Neutron skin of $^{27}$Al with Skyrme and Korea-IBS-Daegu-SKKU density functionals

TL;DR

This study calculates the neutron skin thickness of $^{27}$Al using various nuclear models, finding it is mainly influenced by pairing forces and consistent with experimental PV asymmetry measurements.

Contribution

It provides a detailed analysis of neutron skin thickness in $^{27}$Al with different nuclear models, highlighting the role of pairing forces and comparing PV asymmetry predictions with experiments.

Findings

Neutron skin thickness $R_{np}$ ranges from 0.001 to 0.014 fm.

Pairing force is essential for positive $R_{np}$ values.

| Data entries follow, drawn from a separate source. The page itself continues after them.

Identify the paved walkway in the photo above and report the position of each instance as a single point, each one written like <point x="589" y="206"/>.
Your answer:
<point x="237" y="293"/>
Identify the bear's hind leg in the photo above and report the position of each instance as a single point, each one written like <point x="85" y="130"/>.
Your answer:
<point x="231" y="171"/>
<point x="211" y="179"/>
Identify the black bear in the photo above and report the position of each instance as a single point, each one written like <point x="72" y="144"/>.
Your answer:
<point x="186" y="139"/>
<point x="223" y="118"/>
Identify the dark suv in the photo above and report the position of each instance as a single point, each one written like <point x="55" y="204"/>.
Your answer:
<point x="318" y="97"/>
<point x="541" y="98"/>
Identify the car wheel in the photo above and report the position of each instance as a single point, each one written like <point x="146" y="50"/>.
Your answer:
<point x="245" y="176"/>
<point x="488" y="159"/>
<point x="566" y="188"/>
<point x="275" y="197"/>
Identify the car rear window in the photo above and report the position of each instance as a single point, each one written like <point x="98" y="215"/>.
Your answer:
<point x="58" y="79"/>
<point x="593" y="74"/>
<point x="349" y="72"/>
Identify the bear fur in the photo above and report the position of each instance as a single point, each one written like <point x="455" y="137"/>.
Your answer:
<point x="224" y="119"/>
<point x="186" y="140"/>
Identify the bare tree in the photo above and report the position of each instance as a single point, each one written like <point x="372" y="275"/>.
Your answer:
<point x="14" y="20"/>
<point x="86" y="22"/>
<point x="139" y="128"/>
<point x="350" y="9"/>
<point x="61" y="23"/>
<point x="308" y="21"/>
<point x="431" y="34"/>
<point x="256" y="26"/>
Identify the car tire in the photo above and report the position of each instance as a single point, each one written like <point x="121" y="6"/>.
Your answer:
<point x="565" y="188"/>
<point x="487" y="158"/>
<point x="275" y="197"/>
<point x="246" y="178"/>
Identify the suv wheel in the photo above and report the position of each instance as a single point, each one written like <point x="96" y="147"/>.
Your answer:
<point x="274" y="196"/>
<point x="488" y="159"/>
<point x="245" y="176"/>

PV asymmetry $A_{pv}$ is predicted as (2.07--2.09) $ imes 10^{-6}$, matching experimental data.

Abstract

Recent measurement of the parity-violating (PV) asymmetry in the elastic electron scattering on $^{27}$Al target evokes the interest in the distribution of the neutron in the nucleus. In this work, we calculate the neutron skin thickness ($R_{np}$) of $^{27}$Al with nonrelativistic nuclear structure models. We focus on the role of the effective mass, symmetry energy and pairing force. Models are selected to have effective masses in the range $(0.58-1.05)M$ where $M$ is the nucleon mass in free space, and stiffness of the symmetry energy is varied by choosing the slope of the symmetry energy in the range 9.4 -- 100.5 MeV. Effect of pairing force is investigated by calculating $R_{np}$ with and without pairing, and using two different forms of the pairing force. With nine models, we obtain $R_{np} = 0.001 - 0.014$ fm. The result is independent of the effective mass, symmetry energy, and the form of pairing force. However, $R_{np}$ is negative when the pairing force is switched off, so the pairing force plays an essential role to make $R_{np}$ positive and constrained in a narrow range. We also calculate the PV asymmetry ($A_{\rm pv}$) in the elastic electron-$^{27}$Al scattering in the Born approximation at the kinematics of the Qweak experiment. We obtain a very narrow-ranged result $A_{\rm pv} = $ (2.07 -- 2.09) $\times 10^{-6}$. The result is consistent with the experiment and insensitive to the effective mass, symmetry energy and pairing force.